Te la immagini la gente che defluisce dal cinema nel marzo del ‘70 dopo aver visto “Indagine” di Elio Petri? In mente gli anni Settanta durante il principio degli anni Settanta, e un Gian Maria Volontà Padreterno. E poi un gomitolo di dubbi che resta. Chi sono i buoni, chi i malamente? Stesso piano sequenza anche oggi ma differenti le modalità d’uso: dopo “Romanzo Criminale” di Placido, tratto dal libro dell’ex magistrato De Cataldo (che partecipa alla sceneggiatura del film), facce fuoriescono dalla sala un po’ atarassiche, all’erta più per il sangue a fiotti che per la nicchia storica di cui hanno appena avuto un riassunto. Gli anni Settanta (e Ottanta) restano laggiù, romanzati perché messi nella bacheca dei trofei a prendere polvere dal nuovo millennio.

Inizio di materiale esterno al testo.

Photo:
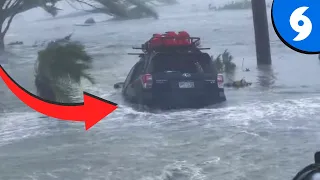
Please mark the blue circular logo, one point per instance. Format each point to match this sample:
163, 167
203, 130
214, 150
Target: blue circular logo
297, 24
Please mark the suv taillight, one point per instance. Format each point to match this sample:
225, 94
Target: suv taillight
146, 80
220, 81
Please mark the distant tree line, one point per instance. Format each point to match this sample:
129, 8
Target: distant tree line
119, 9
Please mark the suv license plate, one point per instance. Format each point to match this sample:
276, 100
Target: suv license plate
186, 84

Anche De Cataldo, dal suo gradino leggermente più altro degli altri, e, in rimonta, Michele “eroe borghese” Placido vogliono dettare la loro porca dietrologia. Hanno perciò lanciato un sasso: i servizi segreti deviati erano il Mangiafuoco, guidati a mantenere lo status quo da mangiafuochi più grossi e gradassi di loro. La banda della Magliana non appena esce dal seminato di puttane e rolls royce viene presa per il colletto e messa sulla pista che glie pare a loro, a quelli là, all’altrostato. Tesi di laurea non eccessivamente originale ma ci fai un film. Il sasso non ha colpito comunque le coscienze dei “giovani” spettatori, attese dalle scadenze dei contratti a termine e quindi poco propense a speculare troppo a lungo sui burattinai. La pietra si è infranta però sul vetro del botteghino, perché ha sortito un minimo di brivido caldo nella pancia del cinema italiano malato di cuore.
I criminali sparano e non c’è un attimo di tregua. Anche se: conquistare Roma in mezza giornata sembra presuntuosello – il Padrino a far la pelle ai capocosca ci mise un po’ di più -, e la entreneuse che tappa la bocca ad un ipotetico Stefano Accorsi (un’ipotesi, appunto, più che un attore di cinema) lecca fuorvianti brandelli di pulp di flanella. La verosimiglianza, che pure si richiederebbe, non è il forte della pellicola, e questo, si sa, ha fatto di parecchio arrabbiare Roberto Silvestri su il Manifesto che si è scornato con mezzo mondo, in primis con Carlo Lucarelli, cicciotto anchorman del brivido.
Però Pierfrancesco Favino che fa la parte del Libano giganteggia; pare vero, in ogni istante di collera e zoppìa. Inoltre, due ore e mezza senza neanche una palpebra calata, e persino con qualche sussulto tipo “vediamo com’è che va a finire” mica è poco. (Certo ai killer si conferisce un sussiego da eroi. Sono quindi “modelli sbagliati”. Perciò il Codacons va alla carica, nonostante la risposta sacripante “Gli imperatori no”, in risposta alla domanda “Da che mondo e mondo i debiti si pagano” pronunciata dal Libano prima delle cesaree nove coltellate).